A broken access control vulnerability has been identified in SourceCodester Gaatitrack Courier Management System version 1.0. The issue resides in the User Delete Handler component, specifically within the ajax.php file, where the delete_user action is processed. This vulnerability allows unauthenticated users to delete any registered user, including administrators, by manipulating the user ID parameter. The deletion is executed without any authentication checks, leading to unauthorized removal of user accounts and potential disruption of service.

Impact

Exploitation of this vulnerability allows for the unauthorized deletion of user accounts from the system, including those with administrative privileges. This not only disrupts service for affected users but also risks losing administrative control over the application.

Reproduction

To reproduce this vulnerability, send a POST request to ajax.php?action=delete_user without any authentication.

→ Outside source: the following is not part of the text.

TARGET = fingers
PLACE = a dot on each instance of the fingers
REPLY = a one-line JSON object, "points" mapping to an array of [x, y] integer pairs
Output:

Include the ID of the user to be deleted in the request. The server will respond with a confirmation of the deletion, which can be verified by checking the users table in the database.

Remediation

Implement authentication checks in ajax.php to ensure that only logged-in users can access the delete_user action. Additionally, establish role-based access controls to verify that the user has the necessary administrative privileges before allowing deletion. Consider using soft deletion methods to prevent permanent loss of data.